Edindiğimiz bilgilere göre; şirketlerin kasasında para görünüyor. Fakat bu teyide muhtaç bir bilgi. Eğer kasada para olmazsa Güvence Hesabı kapsamında sigortalının talepleri karşılanacak. Bu iki şirket çok büyük olmadıkları için bir herhangi bir sorun ve mağduriyet yaratılması beklenmiyor. Henüz netlik kazanmamış olsa da, TSB bünyesinde yapılacak çalışmalarla poliçe sahiplerine sigorta şirketlerinin gün bazlı bir hesap oluşturup daha çok mağdur olana daha çok indirim daha az mağdur olanı daha az indirim şeklinde bir yol izleyebileceği, bunu telafi edecek bir takım kasko poliçeleri oluşturulabileceği ifade ediliyor. Bu şirketlere ait ‘bütün portföyün ihale yoluyla başka sigorta şirketine satışının’ da bir yöntem olarak değerlendirilebileceği gelen bilgiler arasında.
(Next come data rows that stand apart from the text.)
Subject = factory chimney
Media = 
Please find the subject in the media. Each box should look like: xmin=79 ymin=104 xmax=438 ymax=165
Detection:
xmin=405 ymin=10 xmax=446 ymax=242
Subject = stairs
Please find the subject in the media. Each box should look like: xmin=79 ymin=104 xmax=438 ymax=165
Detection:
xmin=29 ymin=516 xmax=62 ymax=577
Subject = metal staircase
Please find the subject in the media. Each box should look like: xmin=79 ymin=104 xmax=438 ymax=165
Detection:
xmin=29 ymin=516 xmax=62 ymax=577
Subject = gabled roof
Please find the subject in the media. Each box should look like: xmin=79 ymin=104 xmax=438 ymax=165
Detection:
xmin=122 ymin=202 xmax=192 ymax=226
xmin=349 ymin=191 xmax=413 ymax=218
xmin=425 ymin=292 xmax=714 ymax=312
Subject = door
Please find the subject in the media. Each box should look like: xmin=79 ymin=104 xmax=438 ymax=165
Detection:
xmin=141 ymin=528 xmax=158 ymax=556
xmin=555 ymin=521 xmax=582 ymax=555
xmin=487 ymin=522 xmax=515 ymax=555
Tabii bunun için her iki el konan şirketin detaylıca incelenip görülmesi ve buna göre bir aksiyon alınması gerekiyor.
Sigorta şirketlerine gelen tedbir uygulamasından sonra EKONOMİ’ye konuşan sektör oyuncularından kimileri bunun gerekli bir operasyon olduğunu düşünürken, kimileri de şirketlerin sermayelerini güçlendirmesi için fırsat verilebileceği düşüncesinde.
Bunun doğru bir hamle olduğunu düşünenler, böyle bir operasyonun zaten beklendiğini, sadece zamanlamayı öngöremediklerini ifade ediyor. Bu şirketlerin günlük 6 milyon TL kasko primi üretir hale geldikleri ve riski her geçen gün büyüttükleri için SEDDK’nın bu adımı doğru olarak yorumlanıyor. “Sektörde çürükler temizlensin istiyoruz, bir disiplin getirir” diyen bir başka sektör oyuncusu ise, tedbir uygulanmasına gerek kalmadan yatırımcı ve sermayedarla da sorunun çözülebileceğini kaydetti. Önceki gün gerçekleştirilen sermaye tutarı artışına atıfta bulunan kaynak, “Ruhsatların fiyatları da artırıldı. Sektöre girmek için fırsat kollayan gruplar var. 1.6 milyar verip sıfırdan ruhsat alacağına 200-300 milyon sermaye koyarak bu şirketleri düzlüğe çıkarabilirlerdi. Yani yatırımcı bu şartlarda her iki şirkete de sıcak bakardı, bu gereksiz bir operasyon oldu. Bu artıştan sonra bu operasyon SEDDK’nın ‘biz buradayız, masaya yumruğumuzu vurduk’ mesajıdır” ifadelerini kullandı.
Sigortacılık ve Özel Emeklilik Düzenleme ve Denetleme Kurumu (SEDDK) sigorta şirketi kurmak için istenen sermaye şartı tutarlarında güncellemeye gitti. SEDDK’nın önceki gün yayınladığı genelgeye göre, sigorta şirketi kurmak için sermaye şartı hayat dışındaki tüm branşlarda faaliyet gösterebilmek için 500 milyon TL’den 1 milyar 600 milyon TL’ye çıkartıldı. Hayat branşında tüm branşlarda faaliyet göstermek için sermaye tutarı 825 milyon TL’ye, reasürans alanında faaliyet göstermek için ise sermaye tutarı hayat ve hayat dışında toplam 700 milyon TL’ye yükseldi.